A ```Discrete``` space is basically a set of actions identifed by integers. For dimension $n$ it is basically a set with elements ```range(0, n)```. A ```Box``` is basically an n-dimentional tensor. For instance, a chess board could be represented as a ```Box(8, 8)```.

## Running a simulation

In this section we are going to run but not visualize a simulation. We have not been able to visualize simulations within Jupyter running on EC2.

We are going to use the [CartPole-v0 environment](https://gym.openai.com/envs/CartPole-v0/). CartPole-v0 defines "solving" as getting average reward of 195.0 over 100 consecutive trials. The following code uses random actions, so we are not going to be able to solve the problem.

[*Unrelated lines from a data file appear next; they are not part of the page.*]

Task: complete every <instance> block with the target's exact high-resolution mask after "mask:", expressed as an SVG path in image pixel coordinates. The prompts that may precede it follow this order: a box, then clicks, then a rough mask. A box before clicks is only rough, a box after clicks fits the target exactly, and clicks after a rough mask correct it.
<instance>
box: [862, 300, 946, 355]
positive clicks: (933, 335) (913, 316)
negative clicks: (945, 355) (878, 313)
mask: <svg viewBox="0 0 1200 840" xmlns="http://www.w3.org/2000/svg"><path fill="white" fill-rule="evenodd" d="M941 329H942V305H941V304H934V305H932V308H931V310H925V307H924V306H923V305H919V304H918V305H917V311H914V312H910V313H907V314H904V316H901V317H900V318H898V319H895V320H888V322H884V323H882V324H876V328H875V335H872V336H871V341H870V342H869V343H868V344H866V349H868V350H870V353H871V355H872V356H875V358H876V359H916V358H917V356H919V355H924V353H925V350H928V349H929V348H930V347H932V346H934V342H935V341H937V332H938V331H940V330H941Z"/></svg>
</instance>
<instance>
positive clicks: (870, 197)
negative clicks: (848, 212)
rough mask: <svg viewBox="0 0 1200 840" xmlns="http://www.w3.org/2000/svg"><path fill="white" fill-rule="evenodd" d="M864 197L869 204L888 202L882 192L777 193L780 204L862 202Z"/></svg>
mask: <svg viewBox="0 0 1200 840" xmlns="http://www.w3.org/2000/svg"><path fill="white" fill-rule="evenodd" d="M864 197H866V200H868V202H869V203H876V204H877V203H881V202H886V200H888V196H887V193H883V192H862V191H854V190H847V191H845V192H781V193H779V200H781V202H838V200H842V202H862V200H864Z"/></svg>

The observation vector contains the following information: ```[position of cart, velocity of cart, angle of pole, rotation rate of pole]```, and the actions consist of applying a force of $-1$ or $1$ to the cart.

In [3]:
import gym
env = gym.make('CartPole-v0')

episodes = 100
total_reward = 0 # Used to calculate the average reward over all episodes

def select_action(observation, env):
    """Select a random action"""
    return env.action_space.sample()

for episode in range(episodes):
    acc_reward = 0 # Accumulated reward in the current episode
    observation = env.reset()
    t = 0
    while True:
        t += 1
        action = select_action(observation, env) # Select a random action
        observation, reward, done, info = env.step(action)
        acc_reward += reward
        if done:
            print("Episode finished after {} timesteps. Reward {}".format(t + 1, acc_reward))
            break
    total_reward += acc_reward
print("\nAverage reward over {} episodes is {}".format(episodes, total_reward / episodes))
env.close()

Episode finished after 22 timesteps. Reward 21.0
Episode finished after 19 timesteps. Reward 18.0
Episode finished after 16 timesteps. Reward 15.0
Episode finished after 14 timesteps. Reward 13.0
Episode finished after 51 timesteps. Reward 50.0
Episode finished after 43 timesteps. Reward 42.0
Episode finished after 69 timesteps. Reward 68.0
Episode finished after 21 timesteps. Reward 20.0
Episode finished after 16 timesteps. Reward 15.0
Episode finished after 14 timesteps. Reward 13.0
Episode finished after 12 timesteps. Reward 11.0
Episode finished after 22 timesteps. Reward 21.0
Episode finished after 34 timesteps. Reward 33.0
Episode finished after 18 timesteps. Reward 17.0
Episode finished after 17 timesteps. Reward 16.0
Episode finished after 30 timesteps. Reward 29.0
Episode finished after 22 timesteps. Reward 21.0
Episode finished after 39 timesteps. Reward 38.0
Episode finished after 15 timesteps. Reward 14.0
Episode finished after 39 timesteps. Reward 38.0
Episode finished aft

As we can see our performance is far from good, which is expected from an agent that selects actions at random completely disregarding all the information available. We will work on the actual RL algorithm implementations in a different notebook.